Islander: I asked about the live setup already, but how did it evolve?
Preston: Yeah, oh man that’s a really good question. The way the whole live set ended up happening, we were students at a university, Henry is a guitar performance major, and I sing in the choir there for scholarship and stuff so we were kind of grown up classical, playing piano and guitar and stuff. We had never DJ’d before, so kind of getting thrown into this music technology class and as our final we had to play it live. We had to figure out how to do this live.
Islander: And it’s totally different from doing it in the studio, right?
Preston: Yeah, totally different, but the most natural thing for us was to actually play it out because that was the easiest and we don’t know how to DJ. We ended up just taking all our synths we used in the studio, setting them up, and playing it live; just do it.
Islander: Once you guys graduate, what do you want to do with the project?

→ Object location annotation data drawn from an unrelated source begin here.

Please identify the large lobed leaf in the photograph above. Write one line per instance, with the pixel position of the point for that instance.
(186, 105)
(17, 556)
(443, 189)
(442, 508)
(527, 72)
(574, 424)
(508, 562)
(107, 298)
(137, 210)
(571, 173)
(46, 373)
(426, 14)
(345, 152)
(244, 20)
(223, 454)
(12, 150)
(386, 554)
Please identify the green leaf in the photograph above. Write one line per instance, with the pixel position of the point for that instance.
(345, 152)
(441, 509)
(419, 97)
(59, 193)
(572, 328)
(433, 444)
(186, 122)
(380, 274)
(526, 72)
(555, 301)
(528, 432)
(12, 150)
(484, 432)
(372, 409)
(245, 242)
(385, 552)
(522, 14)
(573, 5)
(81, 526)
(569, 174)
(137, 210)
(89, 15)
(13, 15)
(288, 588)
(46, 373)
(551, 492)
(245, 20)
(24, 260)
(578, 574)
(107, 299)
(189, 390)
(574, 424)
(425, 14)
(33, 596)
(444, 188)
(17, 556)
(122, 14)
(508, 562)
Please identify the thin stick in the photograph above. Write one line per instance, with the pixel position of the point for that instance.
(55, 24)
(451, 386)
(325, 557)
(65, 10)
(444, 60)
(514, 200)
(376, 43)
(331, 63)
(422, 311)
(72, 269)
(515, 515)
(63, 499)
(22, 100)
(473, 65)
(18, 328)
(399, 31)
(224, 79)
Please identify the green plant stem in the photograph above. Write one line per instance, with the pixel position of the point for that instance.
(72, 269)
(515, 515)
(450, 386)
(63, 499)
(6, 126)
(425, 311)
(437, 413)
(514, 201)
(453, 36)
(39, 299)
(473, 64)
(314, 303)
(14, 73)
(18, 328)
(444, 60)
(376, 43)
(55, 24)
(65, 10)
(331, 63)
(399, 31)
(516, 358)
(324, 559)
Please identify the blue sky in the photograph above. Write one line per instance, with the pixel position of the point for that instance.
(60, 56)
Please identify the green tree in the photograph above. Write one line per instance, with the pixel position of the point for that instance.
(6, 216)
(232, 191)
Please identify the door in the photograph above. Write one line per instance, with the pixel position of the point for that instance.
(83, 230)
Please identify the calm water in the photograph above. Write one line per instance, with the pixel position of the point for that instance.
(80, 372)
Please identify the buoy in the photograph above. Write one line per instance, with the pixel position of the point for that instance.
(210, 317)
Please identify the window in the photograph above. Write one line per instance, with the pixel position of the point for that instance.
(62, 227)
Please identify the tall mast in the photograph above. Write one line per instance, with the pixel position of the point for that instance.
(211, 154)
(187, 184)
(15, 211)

Henry: We have all the abilities to put ourselves to work; we just have to say no to a lot of stuff because we’re trying to graduate. In may, we’re just going to tell our agent, “Just go wild, send us wherever”, so this summer we’ll maybe do a tour. Definitely in the fall we’ll be doing a full tour.
Preston: Yeah, for sure.
Islander: Is there any message you want us to include?

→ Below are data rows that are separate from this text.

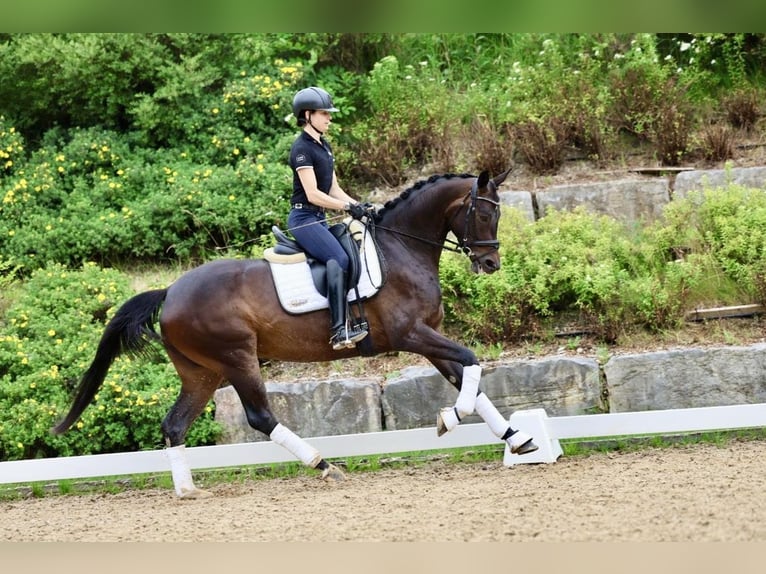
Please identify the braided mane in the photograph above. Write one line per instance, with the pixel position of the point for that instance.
(407, 193)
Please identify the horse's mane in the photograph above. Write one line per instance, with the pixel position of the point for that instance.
(407, 193)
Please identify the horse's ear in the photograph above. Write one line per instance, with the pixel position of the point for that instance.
(501, 178)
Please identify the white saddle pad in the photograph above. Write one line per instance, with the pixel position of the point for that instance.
(295, 286)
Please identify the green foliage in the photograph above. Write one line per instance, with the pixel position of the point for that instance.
(728, 225)
(96, 198)
(606, 273)
(50, 334)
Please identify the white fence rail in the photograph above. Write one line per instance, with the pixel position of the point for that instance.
(547, 432)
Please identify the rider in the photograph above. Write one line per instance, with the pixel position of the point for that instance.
(316, 189)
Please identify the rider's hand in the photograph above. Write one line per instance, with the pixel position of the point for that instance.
(356, 210)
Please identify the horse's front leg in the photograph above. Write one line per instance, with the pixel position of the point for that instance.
(471, 399)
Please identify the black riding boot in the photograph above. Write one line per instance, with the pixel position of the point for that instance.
(341, 336)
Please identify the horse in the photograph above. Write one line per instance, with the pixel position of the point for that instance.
(219, 320)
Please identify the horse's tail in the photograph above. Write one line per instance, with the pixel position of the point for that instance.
(129, 331)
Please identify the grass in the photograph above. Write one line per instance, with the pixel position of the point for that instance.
(367, 464)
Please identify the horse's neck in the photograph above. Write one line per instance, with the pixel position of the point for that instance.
(421, 226)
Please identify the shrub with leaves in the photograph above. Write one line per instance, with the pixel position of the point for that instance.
(50, 334)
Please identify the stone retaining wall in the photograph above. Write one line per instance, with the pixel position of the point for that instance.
(630, 199)
(563, 386)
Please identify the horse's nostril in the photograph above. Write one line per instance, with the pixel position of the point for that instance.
(490, 265)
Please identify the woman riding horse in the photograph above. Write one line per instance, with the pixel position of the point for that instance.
(316, 188)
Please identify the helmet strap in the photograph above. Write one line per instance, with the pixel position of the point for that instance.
(308, 121)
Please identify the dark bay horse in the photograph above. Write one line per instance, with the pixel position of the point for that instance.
(217, 320)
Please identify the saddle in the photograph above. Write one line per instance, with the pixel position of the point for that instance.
(295, 254)
(301, 280)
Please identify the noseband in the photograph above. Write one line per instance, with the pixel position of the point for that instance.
(465, 244)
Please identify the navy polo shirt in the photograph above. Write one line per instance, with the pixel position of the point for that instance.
(307, 152)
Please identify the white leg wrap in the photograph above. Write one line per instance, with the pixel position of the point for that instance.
(179, 469)
(466, 400)
(487, 411)
(449, 418)
(302, 450)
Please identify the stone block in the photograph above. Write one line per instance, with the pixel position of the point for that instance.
(700, 179)
(630, 200)
(686, 378)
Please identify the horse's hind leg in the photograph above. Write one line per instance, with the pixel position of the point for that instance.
(197, 387)
(249, 385)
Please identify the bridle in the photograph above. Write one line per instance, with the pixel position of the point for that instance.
(464, 244)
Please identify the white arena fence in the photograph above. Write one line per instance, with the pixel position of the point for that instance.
(547, 431)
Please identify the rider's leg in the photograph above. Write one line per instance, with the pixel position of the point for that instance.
(311, 232)
(341, 335)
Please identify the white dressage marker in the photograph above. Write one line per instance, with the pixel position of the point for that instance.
(548, 431)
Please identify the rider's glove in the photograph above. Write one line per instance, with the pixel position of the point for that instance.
(356, 210)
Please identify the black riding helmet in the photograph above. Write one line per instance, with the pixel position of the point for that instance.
(312, 98)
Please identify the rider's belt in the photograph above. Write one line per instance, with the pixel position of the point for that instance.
(308, 207)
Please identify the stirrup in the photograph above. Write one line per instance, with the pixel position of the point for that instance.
(346, 339)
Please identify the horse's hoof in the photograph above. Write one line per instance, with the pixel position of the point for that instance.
(333, 473)
(187, 494)
(525, 448)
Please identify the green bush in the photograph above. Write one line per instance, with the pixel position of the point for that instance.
(50, 333)
(96, 198)
(729, 225)
(568, 263)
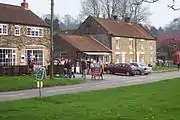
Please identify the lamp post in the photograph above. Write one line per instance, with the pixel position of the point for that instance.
(51, 40)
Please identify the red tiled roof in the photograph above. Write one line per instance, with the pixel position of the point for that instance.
(84, 43)
(18, 15)
(124, 29)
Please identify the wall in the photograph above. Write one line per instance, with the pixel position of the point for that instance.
(134, 52)
(62, 46)
(91, 27)
(23, 41)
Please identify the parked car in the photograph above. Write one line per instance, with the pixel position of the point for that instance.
(124, 68)
(142, 69)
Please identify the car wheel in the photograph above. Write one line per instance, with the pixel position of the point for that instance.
(108, 72)
(139, 72)
(128, 74)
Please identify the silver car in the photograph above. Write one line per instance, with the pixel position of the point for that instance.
(142, 69)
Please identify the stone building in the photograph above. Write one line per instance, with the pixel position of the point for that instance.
(23, 36)
(128, 42)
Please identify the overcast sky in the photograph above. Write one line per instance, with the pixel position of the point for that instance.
(161, 14)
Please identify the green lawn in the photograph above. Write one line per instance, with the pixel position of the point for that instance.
(157, 101)
(28, 82)
(159, 68)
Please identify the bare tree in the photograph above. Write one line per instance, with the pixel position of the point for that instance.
(109, 7)
(90, 7)
(122, 8)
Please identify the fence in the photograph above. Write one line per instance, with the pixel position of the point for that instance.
(58, 69)
(21, 70)
(13, 70)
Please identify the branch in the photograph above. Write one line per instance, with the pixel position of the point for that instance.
(172, 7)
(147, 1)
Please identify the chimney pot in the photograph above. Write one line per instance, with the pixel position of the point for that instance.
(115, 17)
(24, 4)
(127, 19)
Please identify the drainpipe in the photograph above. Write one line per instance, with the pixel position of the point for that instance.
(135, 50)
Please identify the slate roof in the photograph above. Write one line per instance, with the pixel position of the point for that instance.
(17, 15)
(83, 43)
(124, 29)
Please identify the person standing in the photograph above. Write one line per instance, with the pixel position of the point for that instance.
(84, 67)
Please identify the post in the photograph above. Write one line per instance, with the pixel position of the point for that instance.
(135, 50)
(51, 35)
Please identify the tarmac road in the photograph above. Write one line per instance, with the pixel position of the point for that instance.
(110, 81)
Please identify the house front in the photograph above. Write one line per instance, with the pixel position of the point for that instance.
(24, 36)
(76, 48)
(129, 42)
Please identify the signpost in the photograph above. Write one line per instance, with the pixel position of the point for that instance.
(41, 74)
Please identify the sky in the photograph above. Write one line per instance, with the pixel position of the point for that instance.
(161, 14)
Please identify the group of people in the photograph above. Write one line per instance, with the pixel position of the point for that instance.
(69, 69)
(86, 67)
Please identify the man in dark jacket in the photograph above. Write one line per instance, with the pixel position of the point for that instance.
(84, 67)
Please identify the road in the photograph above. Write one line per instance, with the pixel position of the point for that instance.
(110, 81)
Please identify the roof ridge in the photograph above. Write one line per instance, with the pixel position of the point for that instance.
(99, 42)
(11, 5)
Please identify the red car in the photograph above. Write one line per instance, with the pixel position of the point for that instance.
(124, 68)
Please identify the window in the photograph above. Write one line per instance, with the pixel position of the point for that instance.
(7, 57)
(17, 30)
(106, 59)
(142, 45)
(117, 44)
(36, 56)
(34, 32)
(118, 58)
(130, 43)
(3, 29)
(141, 59)
(151, 46)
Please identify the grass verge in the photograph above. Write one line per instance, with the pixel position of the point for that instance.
(156, 101)
(165, 69)
(29, 82)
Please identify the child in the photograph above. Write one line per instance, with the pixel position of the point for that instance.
(72, 71)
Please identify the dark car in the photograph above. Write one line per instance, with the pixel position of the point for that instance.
(142, 69)
(124, 68)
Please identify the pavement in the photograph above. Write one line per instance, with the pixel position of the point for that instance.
(110, 81)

Preston: (sarcastically) stay in school! I mean, for those of you guys who are trying to pursue electronic music and that kind of stuff, definitely just jump in head first. Don’t be afraid to open up a program or turn on a synth and try to figure stuff out. The more you mess up, the more you learn. We really know nothing about synthesizer programming and stuff; we have been using them for so long and we’ve barely scratched the surface. Everything is trial and error. I remember when I first opened my first computer program to produce beats and I was like, “What the heck is this? What does that knob do?” Just jump in head first, that’s all I have to say. Definitely go for it.
Henry: Get out and see events, because that’s how you meet people and that’s how you get connections.

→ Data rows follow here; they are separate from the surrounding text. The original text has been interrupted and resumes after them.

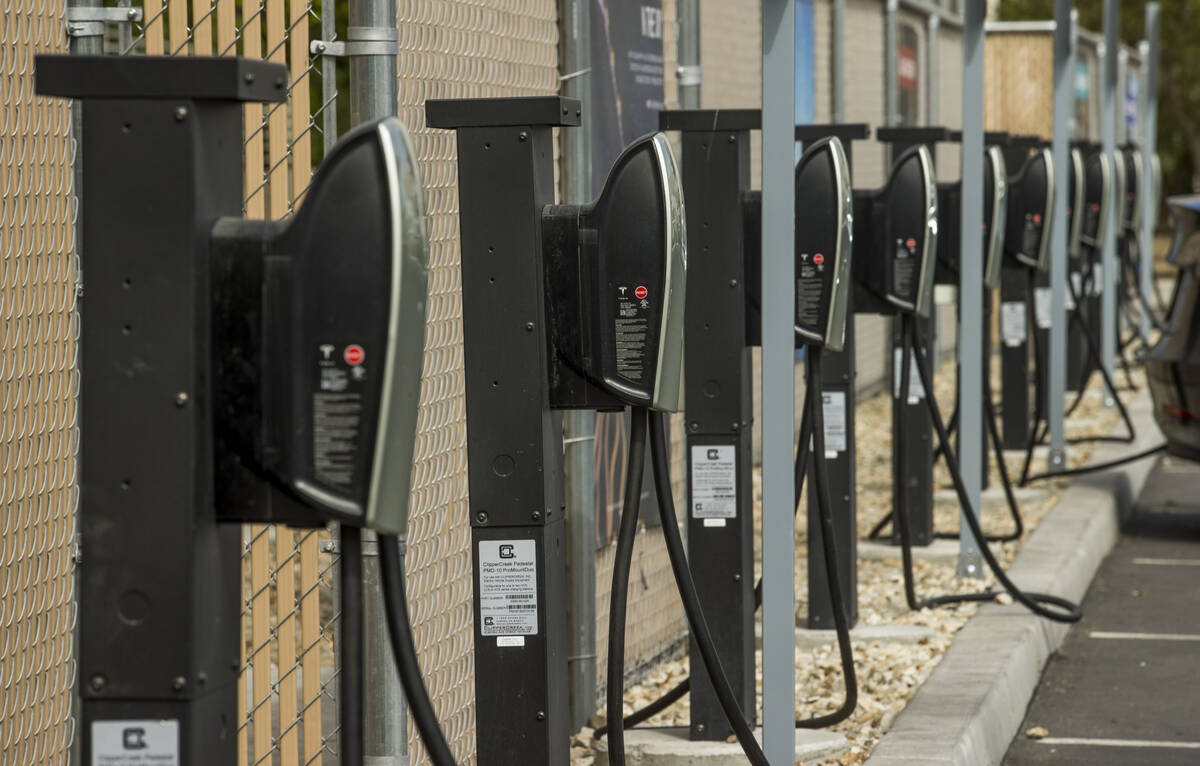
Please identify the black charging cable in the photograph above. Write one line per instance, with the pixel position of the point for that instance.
(618, 594)
(828, 546)
(799, 468)
(693, 608)
(349, 646)
(403, 650)
(1033, 602)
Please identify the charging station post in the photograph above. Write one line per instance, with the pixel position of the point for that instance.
(912, 446)
(514, 438)
(838, 373)
(160, 604)
(715, 161)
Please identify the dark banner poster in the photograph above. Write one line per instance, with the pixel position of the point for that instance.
(627, 97)
(627, 77)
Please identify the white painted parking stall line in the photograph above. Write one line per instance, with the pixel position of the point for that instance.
(1132, 743)
(1167, 562)
(1144, 636)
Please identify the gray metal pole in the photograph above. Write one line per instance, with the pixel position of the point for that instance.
(1149, 191)
(933, 75)
(579, 425)
(79, 45)
(778, 381)
(891, 87)
(838, 64)
(971, 282)
(688, 72)
(384, 725)
(1063, 95)
(1109, 115)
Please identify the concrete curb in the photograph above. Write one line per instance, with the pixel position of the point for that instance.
(972, 705)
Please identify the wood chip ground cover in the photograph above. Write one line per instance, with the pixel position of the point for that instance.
(888, 672)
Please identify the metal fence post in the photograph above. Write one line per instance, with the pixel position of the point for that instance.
(778, 379)
(1063, 90)
(579, 425)
(1149, 192)
(971, 281)
(372, 96)
(689, 72)
(1109, 114)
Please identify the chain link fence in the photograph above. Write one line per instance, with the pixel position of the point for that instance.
(40, 379)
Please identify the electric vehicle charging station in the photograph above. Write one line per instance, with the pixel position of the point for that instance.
(724, 318)
(895, 245)
(231, 371)
(1077, 205)
(949, 243)
(1031, 191)
(564, 306)
(912, 447)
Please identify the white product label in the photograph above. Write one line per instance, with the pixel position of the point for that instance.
(714, 482)
(508, 587)
(1013, 328)
(834, 411)
(135, 743)
(1042, 298)
(1077, 281)
(916, 390)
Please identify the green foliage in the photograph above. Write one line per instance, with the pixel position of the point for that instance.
(1179, 93)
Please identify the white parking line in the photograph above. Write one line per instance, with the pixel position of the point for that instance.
(1168, 562)
(1137, 743)
(1144, 636)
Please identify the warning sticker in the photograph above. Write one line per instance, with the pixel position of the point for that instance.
(714, 482)
(834, 411)
(1013, 329)
(135, 743)
(916, 390)
(630, 327)
(1042, 298)
(508, 587)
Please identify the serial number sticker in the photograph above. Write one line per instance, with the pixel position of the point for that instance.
(135, 742)
(1013, 328)
(508, 588)
(833, 408)
(714, 482)
(916, 389)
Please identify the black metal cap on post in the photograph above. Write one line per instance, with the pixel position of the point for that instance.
(197, 78)
(544, 111)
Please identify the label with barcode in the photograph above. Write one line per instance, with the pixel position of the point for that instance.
(1013, 328)
(508, 587)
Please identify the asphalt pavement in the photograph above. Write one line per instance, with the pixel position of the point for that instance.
(1125, 686)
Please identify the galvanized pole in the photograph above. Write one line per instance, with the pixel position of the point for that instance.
(778, 381)
(83, 40)
(933, 77)
(1109, 115)
(838, 65)
(971, 282)
(1149, 191)
(688, 72)
(1063, 95)
(891, 87)
(579, 425)
(371, 27)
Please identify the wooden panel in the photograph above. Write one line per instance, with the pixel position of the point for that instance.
(1019, 91)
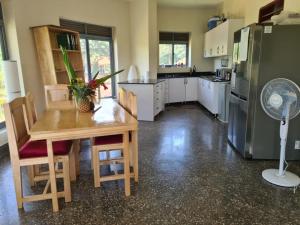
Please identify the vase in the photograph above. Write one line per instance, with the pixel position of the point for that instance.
(83, 105)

Islander: What is your favorite live show that you’ve been to? One electronic and one not electronic.
Preston: We saw this guy Jon Hopkins. You guys know Jon Hopkins? He’s kind of an ambient electronic dub producer guy and he does these really beautiful piano melodic stuff dropped with glitchy square-pusher beats. He’s a famous producer; he produced “Viva La Vida”, one of the greatest pop songs; yeah Coldplay. He actually produced the whole album. We saw him perform and we knew nothing about his music and he actually performed after us at a concert at Moogfest. That just blew our minds the way he did his live set. It was fricken awesome. I think that was probably my favorite just because it was so shocking. I had never heard this music before and I was like, “This is sweet!” For electronic, that’s my favorite.
Henry: Yeah, probably the same.
Preston: For sure. Henry and I are into Indie-Electronic bands like Cut Copy and The Presets and stuff like that. I saw The Faint a few years ago and that was really cool. It was insane. It was at the Wiltern so they were up on the [stage]. It was really fricken cool. The lead singer came out with goggles and a lab vest on, he looked like a mad scientist. He just started wailing on the synth and made some nasty noises. I liked The Faint, that was cool. That was electronic too.
Islander: Where do your synths in Ableton come from? How do you guys start and build the synth? We don’t understand.
Preston: Actually we have a lot of analog gear; actual hardware synthesizers that we use. We use a lot of that.
Henry: That’s usually where it starts.
Preston: We like the analogy feel.
Henry: If we can’t find a preset we like to build on a synth, we’ll just open up Massive and we just pan through presets. We find one that sounds kind of cool, and go from there. We delete oscillators, add them, and tweak things. It usually starts on a synth.
Preston: Distortion, delay, reverb, and sidechain [compression]. That’s the thing.
Islander: We wanted to hear an Inception [trailer] music remix.
Preston: We’ve talked about it a lot. Yeah, that would be really cool.
Henry: We’ll have to do that; we’ve talked about it quite a bit.
Preston: Definitely. You guys might’ve just sparked the flame on that.